Hon Hai Precision Industry Co., also known as Foxconn, is mulling contingency plans to deal with the outbreak, founder Terry Gou said. The firm, best known for assembling iPhone components, asked Wuhan-based staff and their families to stay away from a corporate gathering on Wednesday. Gou warned that China lacks enough drugs and medical equipment to handle a coronavirus pandemic.
“2020 is full of challenges,” Gou said Tuesday at an annual party in Taipei. “The outbreak of coronavirus is one of them.”
Confirmed cases have stretched to six locations outside mainland China, including the first diagnosis in the U.S. -- a resident of Washington state who had recently returned from China.
The rumor mill is starting to churn in Hong Kong, where large parts of the population are now wearing face masks and hand sanitizers are readily available at offices, apartment buildings and hotels. The outbreak of the SARS virus in 2003 is still fresh in people’s memories.

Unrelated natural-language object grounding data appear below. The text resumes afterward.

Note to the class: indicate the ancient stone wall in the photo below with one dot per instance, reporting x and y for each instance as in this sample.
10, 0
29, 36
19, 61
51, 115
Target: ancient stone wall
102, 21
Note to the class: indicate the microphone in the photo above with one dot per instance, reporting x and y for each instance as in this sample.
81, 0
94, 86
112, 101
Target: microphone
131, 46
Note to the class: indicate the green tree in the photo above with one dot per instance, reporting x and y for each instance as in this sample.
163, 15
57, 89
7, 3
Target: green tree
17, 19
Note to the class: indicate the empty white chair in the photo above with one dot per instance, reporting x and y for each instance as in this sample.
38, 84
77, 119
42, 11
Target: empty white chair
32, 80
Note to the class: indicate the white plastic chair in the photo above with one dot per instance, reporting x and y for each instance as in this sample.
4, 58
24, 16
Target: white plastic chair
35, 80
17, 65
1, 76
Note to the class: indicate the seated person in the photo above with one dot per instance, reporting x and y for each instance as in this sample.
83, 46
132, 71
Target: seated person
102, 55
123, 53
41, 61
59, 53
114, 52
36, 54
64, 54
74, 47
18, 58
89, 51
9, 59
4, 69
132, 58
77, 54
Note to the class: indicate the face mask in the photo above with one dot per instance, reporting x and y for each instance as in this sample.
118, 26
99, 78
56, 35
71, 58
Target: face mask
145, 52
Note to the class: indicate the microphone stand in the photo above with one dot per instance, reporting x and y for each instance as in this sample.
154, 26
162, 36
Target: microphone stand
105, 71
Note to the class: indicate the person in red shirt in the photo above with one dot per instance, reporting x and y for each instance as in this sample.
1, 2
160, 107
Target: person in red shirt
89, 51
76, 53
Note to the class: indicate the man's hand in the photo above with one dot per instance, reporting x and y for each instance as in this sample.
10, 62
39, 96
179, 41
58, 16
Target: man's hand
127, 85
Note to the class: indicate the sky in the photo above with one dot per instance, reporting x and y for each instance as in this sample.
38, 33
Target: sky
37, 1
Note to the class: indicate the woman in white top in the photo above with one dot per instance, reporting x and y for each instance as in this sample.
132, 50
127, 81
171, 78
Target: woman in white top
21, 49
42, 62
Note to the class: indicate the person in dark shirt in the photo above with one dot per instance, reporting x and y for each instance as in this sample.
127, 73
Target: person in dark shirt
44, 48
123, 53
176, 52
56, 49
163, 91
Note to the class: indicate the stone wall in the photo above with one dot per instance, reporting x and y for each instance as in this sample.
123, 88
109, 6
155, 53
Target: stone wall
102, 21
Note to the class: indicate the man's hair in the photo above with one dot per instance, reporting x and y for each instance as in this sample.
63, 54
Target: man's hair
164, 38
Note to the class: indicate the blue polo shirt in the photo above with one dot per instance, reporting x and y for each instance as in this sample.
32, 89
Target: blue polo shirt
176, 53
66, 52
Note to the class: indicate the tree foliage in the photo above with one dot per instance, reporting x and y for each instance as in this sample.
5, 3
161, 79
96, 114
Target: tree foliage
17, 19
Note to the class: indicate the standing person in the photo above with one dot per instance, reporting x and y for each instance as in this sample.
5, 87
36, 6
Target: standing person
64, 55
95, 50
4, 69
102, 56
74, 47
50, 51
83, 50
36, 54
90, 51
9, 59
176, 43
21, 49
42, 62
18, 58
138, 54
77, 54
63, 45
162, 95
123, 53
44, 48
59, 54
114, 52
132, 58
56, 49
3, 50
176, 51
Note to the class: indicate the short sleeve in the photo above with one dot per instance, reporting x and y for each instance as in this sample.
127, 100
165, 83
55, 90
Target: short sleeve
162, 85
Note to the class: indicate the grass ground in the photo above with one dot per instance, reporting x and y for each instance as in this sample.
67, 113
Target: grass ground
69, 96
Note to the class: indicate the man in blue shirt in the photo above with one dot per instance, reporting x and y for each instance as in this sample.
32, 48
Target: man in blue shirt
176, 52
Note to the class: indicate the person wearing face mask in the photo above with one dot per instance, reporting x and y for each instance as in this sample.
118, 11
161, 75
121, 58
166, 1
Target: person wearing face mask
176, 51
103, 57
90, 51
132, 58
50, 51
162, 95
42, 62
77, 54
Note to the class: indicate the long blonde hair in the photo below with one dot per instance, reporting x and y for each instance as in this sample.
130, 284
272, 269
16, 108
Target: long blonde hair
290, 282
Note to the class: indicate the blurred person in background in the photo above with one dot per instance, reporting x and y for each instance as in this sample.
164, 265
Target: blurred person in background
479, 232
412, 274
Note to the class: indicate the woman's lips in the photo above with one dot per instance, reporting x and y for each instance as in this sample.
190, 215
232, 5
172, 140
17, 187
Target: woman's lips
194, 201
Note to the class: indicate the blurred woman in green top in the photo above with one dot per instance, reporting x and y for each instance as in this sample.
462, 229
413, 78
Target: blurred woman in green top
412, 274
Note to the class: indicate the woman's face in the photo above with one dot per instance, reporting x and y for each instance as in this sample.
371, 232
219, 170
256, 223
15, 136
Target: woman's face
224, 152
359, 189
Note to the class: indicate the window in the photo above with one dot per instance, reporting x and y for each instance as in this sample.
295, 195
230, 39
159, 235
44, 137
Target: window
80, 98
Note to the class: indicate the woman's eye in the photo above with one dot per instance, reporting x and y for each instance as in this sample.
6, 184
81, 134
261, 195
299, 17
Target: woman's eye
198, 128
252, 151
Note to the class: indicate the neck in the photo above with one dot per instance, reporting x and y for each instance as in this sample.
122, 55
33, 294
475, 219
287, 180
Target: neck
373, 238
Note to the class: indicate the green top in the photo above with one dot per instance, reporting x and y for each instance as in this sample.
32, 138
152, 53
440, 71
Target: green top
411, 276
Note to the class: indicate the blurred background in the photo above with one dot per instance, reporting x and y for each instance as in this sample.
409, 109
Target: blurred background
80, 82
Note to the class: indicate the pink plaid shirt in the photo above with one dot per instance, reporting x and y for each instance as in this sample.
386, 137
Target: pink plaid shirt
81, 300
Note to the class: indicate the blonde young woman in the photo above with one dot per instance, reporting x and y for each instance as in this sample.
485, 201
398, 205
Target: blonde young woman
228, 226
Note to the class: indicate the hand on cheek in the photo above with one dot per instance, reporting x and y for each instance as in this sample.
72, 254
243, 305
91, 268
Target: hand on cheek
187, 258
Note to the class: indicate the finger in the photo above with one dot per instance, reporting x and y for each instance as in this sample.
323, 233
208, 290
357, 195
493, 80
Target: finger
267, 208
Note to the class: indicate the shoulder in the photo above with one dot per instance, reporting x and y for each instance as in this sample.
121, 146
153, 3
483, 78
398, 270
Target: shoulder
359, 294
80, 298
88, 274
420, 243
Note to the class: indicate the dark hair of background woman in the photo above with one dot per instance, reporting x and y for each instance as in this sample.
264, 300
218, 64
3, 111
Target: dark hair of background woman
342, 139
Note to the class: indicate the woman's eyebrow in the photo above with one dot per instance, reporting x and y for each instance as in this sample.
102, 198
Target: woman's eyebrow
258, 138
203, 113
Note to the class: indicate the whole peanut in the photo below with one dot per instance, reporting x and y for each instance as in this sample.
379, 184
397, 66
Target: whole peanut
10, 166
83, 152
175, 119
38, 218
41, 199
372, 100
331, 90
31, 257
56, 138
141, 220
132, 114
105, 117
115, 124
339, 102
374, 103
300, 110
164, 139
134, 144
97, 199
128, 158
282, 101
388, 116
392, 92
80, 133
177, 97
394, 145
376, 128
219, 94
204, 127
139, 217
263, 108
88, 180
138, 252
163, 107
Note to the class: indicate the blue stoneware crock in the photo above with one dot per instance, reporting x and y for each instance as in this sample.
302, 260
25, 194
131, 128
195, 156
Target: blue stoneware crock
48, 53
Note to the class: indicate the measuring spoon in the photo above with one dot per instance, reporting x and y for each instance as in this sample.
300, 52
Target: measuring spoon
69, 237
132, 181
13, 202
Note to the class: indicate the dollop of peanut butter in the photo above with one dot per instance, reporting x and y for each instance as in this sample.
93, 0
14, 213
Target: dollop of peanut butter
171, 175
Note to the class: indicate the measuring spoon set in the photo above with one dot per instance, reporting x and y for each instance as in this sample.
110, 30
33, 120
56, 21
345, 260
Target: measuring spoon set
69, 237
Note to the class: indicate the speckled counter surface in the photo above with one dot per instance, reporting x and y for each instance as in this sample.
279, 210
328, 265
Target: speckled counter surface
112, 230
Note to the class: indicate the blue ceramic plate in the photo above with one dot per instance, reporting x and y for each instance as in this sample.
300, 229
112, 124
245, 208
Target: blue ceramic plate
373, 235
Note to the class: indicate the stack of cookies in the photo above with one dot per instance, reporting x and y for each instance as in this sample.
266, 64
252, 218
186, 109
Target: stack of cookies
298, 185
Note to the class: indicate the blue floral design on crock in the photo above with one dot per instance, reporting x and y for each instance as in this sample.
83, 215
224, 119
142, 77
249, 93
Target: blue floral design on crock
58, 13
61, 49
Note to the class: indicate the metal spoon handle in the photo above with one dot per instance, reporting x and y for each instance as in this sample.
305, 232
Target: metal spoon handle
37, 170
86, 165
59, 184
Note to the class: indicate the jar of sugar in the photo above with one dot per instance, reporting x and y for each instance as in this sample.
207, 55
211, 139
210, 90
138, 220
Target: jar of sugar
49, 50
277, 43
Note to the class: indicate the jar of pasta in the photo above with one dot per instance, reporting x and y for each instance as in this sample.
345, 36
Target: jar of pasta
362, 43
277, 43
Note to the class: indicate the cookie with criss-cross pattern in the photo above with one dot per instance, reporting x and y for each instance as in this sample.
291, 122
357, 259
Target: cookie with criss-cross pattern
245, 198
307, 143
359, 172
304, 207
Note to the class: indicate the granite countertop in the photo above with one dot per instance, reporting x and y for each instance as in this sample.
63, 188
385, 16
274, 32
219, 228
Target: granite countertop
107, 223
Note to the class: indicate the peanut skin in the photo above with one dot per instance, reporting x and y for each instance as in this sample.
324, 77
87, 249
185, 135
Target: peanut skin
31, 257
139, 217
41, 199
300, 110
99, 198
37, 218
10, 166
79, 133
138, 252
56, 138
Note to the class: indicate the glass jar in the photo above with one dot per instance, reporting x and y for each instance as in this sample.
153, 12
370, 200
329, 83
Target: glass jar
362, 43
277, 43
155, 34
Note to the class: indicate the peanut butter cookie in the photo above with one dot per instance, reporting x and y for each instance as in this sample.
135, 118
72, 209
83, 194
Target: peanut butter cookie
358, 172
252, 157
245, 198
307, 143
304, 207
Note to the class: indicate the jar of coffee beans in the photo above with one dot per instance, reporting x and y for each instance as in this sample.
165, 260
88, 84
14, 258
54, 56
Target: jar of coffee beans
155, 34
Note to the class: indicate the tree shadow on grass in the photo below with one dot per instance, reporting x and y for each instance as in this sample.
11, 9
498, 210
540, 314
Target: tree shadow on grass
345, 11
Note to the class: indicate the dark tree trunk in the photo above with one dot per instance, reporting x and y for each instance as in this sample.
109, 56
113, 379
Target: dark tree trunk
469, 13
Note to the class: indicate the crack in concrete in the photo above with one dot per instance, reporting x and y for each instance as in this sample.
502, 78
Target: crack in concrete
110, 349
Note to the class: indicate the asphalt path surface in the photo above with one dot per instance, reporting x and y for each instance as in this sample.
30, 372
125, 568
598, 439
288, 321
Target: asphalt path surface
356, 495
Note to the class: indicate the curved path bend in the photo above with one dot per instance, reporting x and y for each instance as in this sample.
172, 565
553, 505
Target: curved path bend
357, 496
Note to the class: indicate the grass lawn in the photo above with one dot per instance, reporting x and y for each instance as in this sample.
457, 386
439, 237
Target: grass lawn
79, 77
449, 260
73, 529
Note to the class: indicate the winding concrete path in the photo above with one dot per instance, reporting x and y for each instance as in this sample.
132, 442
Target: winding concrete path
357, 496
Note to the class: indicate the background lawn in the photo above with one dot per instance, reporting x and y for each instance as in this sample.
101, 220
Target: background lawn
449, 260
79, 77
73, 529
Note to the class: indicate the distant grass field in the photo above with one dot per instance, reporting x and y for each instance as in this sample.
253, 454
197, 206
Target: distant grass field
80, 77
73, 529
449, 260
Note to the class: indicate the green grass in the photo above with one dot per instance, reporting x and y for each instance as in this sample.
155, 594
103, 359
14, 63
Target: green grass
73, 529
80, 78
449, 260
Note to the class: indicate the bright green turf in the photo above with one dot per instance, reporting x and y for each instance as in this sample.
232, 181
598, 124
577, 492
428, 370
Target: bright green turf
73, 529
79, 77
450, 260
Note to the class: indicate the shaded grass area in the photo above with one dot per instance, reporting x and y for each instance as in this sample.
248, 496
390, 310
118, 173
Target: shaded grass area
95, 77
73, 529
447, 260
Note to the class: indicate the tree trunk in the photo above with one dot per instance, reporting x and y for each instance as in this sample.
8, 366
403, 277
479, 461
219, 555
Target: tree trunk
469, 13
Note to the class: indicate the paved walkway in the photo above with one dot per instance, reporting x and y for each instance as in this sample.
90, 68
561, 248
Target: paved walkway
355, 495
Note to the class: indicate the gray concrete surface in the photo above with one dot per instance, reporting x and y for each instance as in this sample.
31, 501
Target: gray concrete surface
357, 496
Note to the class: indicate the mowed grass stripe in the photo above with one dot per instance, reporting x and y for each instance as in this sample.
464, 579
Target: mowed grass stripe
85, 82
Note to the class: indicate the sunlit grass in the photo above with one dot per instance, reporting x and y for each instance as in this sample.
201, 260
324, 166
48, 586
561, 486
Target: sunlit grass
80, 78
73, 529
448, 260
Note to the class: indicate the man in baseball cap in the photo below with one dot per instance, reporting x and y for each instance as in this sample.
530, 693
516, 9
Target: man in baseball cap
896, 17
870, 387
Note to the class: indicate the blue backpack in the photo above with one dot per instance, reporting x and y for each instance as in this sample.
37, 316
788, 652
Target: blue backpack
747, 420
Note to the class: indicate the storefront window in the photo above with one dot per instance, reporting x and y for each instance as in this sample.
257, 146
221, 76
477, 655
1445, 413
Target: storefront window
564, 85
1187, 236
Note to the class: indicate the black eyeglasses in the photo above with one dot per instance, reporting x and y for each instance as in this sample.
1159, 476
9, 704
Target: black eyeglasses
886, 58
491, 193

HSBC on Tuesday responded to social media speculation that one of its employees had contracted the virus.
“We’ve been informed that an employee has been diagnosed with Type A influenza,” a spokeswoman said. “The wellness of our employees is always a top priority for us. We have, therefore, conducted thorough cleaning and disinfection of the concerned location, HSBC Centre Level 15.”
Travel by bank employees to Wuhan would be only on a needs basis, an HSBC spokeswoman said.
Goldman Sachs Group Inc. has also recommended delaying non-essential business travel to Wuhan, according the people familiar who asked not to be identified discussing an internal matter.
A number of firms, including German carmaker Volkswagen Group, have issued employees advice on how to avoid contagion, including urging them to wash their hands. A VW spokesman said production at its joint ventures in China is unaffected.
FedEx Corp. is supplying surgical masks and alcohol wipes to its employees -- which it calls team members -- and disinfecting facilities in areas where outbreaks have happened. “We are also encouraging our team members to take any signs of illness seriously and seek medical attention as needed,” the delivery giant said via email.
The disease is so far considered less deadly than SARS, which killed 800 people and stunted economic growth across the region.